Von dem Moment an wich ich nicht von der Seite seines Bettes, außer wenn die Schwestern seinen Verband wechselten. Beim ersten Mal hatte ich mich nur umgedreht, doch seine Schreie und der Gestank, der ohne den Verband noch viel schlimmer war, waren zu viel für mich gewesen. Innerhalb der nächsten 4 Tage pendelte ich also nur von meinem Vater zu Gregars Bett, dem es weitaus besser ging, hin und der. Die Heiler hatten Gregar zwar sein linkes Auge nehmen müssen, aber dafür hatten sie das restliche Gesicht wieder komplett herstellen können, und mittlerweile sah er bis auf die Augenklappe wieder ganz normal aus. Bevor er am vierten Tag nach der Schlacht entlassen wurde, stattete er dann auch noch meinem Vater einen Besuch ab, denn mein Vater hatte darauf bestanden, den Mann zu sehen, der seiner Tochter das Leben gerettet hatte.

 

„Ihr seid ein mutiger Mann, Typho“, sagte er und nahm Typhos Hand. Ich sah in Gregars Gesicht seine Verwunderung, nicht nur über die Geste, sondern auch über die Kälte, die von den Händen meines Vaters ausgingen. Mittlerweile schien es so, als wäre das meiste Leben schon aus ihnen gewichen, und sie waren leicht bläulich angelaufen.

 

„Und ich würde diesen Mut immer wieder aufbringen“, erwiderte Gregar und sah mich einen Moment an. Ich wusste, was er dachte, ich sah es in seinem Gesicht, doch ich konnte es einfach nicht erwidern, also kniete ich mich einfach neben meinen Vater.

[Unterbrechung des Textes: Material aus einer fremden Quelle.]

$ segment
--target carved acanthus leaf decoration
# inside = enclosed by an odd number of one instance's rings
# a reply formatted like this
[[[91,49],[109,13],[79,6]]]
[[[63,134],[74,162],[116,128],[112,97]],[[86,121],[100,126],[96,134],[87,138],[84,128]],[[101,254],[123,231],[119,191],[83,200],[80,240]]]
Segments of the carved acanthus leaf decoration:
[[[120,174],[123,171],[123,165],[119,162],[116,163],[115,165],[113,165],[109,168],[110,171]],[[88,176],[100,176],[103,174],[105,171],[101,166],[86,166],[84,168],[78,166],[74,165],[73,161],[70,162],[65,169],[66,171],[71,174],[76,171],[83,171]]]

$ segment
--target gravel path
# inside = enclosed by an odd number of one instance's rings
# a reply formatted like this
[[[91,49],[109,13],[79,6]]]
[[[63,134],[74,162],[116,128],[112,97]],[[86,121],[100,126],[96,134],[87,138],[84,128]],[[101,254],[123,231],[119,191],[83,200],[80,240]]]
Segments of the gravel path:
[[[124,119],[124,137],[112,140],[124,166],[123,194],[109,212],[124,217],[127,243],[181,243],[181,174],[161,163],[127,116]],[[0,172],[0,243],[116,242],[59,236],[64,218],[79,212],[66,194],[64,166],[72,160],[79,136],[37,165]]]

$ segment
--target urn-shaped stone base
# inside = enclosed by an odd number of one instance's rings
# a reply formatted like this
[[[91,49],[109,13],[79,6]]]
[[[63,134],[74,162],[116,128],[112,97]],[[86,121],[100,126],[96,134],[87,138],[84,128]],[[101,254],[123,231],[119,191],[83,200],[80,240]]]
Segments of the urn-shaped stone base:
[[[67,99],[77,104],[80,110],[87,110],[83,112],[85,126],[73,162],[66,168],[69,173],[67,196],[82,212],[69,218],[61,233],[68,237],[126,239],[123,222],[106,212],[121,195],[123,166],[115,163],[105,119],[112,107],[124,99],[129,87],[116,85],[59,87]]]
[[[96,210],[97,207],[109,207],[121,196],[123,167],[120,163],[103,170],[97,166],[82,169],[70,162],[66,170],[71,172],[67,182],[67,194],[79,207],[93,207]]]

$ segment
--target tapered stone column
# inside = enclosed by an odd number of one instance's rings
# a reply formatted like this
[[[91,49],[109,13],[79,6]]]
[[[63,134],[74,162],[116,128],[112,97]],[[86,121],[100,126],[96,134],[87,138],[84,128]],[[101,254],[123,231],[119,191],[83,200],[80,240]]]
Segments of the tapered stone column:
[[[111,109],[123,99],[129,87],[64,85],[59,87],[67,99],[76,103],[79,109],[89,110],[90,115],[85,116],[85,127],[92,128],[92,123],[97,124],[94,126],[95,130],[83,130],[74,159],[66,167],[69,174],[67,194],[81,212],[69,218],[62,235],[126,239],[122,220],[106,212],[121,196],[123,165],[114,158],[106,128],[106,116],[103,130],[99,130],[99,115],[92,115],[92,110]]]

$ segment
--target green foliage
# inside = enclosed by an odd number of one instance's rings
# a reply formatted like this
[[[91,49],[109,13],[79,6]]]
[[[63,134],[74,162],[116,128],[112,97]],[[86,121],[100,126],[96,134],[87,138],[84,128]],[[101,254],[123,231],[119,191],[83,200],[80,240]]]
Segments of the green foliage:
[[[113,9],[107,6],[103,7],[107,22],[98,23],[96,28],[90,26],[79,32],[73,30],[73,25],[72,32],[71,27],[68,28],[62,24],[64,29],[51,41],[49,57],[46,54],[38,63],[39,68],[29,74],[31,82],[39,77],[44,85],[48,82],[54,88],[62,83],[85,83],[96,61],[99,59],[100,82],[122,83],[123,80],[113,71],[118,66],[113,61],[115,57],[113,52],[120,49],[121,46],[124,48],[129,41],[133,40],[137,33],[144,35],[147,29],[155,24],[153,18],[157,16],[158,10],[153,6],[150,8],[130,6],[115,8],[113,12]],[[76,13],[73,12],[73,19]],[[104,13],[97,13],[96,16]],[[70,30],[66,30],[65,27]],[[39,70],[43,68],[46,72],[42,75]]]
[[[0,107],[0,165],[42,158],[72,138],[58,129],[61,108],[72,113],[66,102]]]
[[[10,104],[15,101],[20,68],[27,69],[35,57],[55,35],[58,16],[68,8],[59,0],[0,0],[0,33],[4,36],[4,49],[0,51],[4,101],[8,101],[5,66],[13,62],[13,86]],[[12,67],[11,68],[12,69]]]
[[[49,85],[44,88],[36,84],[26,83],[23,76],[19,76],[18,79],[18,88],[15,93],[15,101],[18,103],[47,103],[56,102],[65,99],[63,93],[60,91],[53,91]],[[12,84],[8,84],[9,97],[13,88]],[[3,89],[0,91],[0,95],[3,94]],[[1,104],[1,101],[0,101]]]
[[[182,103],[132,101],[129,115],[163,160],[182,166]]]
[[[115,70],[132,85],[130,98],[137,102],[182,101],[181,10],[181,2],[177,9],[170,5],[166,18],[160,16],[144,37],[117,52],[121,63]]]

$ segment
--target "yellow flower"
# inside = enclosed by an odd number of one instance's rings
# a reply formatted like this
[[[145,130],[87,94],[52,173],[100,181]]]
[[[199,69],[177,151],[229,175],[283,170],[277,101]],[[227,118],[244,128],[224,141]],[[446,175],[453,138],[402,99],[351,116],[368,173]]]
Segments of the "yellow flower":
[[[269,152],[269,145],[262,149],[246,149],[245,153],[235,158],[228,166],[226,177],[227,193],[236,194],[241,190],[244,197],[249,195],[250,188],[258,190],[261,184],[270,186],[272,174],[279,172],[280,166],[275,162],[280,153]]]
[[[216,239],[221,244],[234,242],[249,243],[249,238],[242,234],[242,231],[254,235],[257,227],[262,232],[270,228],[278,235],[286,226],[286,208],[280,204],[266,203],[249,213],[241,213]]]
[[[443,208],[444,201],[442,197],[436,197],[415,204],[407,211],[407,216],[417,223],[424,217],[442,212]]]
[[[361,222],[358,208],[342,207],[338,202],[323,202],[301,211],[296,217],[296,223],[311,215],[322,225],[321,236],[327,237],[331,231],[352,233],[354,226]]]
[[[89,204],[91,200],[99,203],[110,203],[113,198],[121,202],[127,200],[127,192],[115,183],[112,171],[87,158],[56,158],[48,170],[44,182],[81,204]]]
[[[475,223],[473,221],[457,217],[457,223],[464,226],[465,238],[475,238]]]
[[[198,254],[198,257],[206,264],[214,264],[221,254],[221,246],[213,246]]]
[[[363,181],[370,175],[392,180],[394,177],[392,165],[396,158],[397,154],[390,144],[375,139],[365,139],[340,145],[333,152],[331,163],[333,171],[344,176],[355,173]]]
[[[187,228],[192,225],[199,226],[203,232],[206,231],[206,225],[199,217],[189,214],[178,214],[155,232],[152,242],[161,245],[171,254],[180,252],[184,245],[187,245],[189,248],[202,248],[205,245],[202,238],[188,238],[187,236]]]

Ich sah noch, wie mein Vater Typho zunickte, und dann hörte ich Schritte, die sich von uns entfernten.

 

„Ich bin müde, Sabé“, sagte mein Vater und ich wusste, was er damit meinte. „Versprich mir, dass du glücklich wirst, Kind. Versprich es mir“, verlangte er, doch der Kloß in meinem Hals war so dick und meine Stimme auf einmal so ausgetrocknet, dass ich ihm nicht antworten konnte.

 

„Das Amulett“, stammelte er schwach vor sich hin, „gehörte deiner Mutter, deiner richtigen Mutter“, sagte er und ich fasste mir unweigerlich an das Schmuckstück, das unter meiner Kammerdienerinnenrobe schlummerte. Ich wusste, dass ich es schon gehabt hatte, bevor ich von meinen Eltern auf ihrer Türschwelle gefunden worden war, aber ich hatte nie gewusst, woher es gekommen war. Nun zu erfahren, dass es früher einmal meiner richtigen Mutter gehört hatte, war beinahe überwältigend. Wahrscheinlich hatte auch sie es stets um den Hals getragen und ihre Mutter vor ihr, ein Erbstück, das von Mutter zu Tochter weitergegeben worden war. Zumindest wollte ich es mir so vorstellen.

 

„Kanntet ihr sie?“, fragte ich auf einmal, trotz der Situation neugierig geworden. Ich hatte beinahe Angst, dass mein Vater vielleicht sterben könnte, ohne mir eine Antwort darauf zu geben.

 

„Sie war“, er hustete wild, bekam kaum noch Luft und ich flehte ihn noch an durchzuhalten, für mich und für meine Mutter, seine Frau. „Sie war meine Schwester“, flüsterte er dann, als er sich wieder etwas gefangen hatte. „Sie war der gütigste Mensch, den ich je gekannt habe, doch sie hatte sich den falschen Mann ausgesucht.“ Seine Stimme wurde dunkel, doch dann stoppte er auf einmal.

 

„Ich bin furchtbar müde, Sabé“, stöhnte er unter Schmerzen und ich merkte, wie wieder die Tränen kamen, von denen ich eigentlich gedacht hatte, sie müssten schon längst nicht mehr vorhanden sein. Wieder flehte ich ihn an, nicht zu schlafen, doch ich sah die Müdigkeit in seinen Augen, sah, dass er sich nur noch quälte, um mir keinen Schmerz zuzufügen. Also ließ ich seine Hand los und küsste ihn ein letztes Mal auf die Stirn.

 

„Es ist okay“, sagte ich und versuchte meine Tränen zurückzuhalten. Ich wollte nicht, dass er als letztes meine Tränen sah. Ich versuchte sogar leicht zu lächeln. Ich hatte diesen Mann geliebt wie meinen richtigen Vater, als wäre ich tatsächlich das Mädchen gewesen, das meine Mutter unter ihrem Herzen getragen hatte, als sie mich gefunden hatten. „Schlaf ruhig, Vater, ich werde hier sein und auf dich acht geben.“ Ich tupfte ihm noch einmal den Schweiß von der fieberheißen Stirn und dann schloss er für immer seine Augen.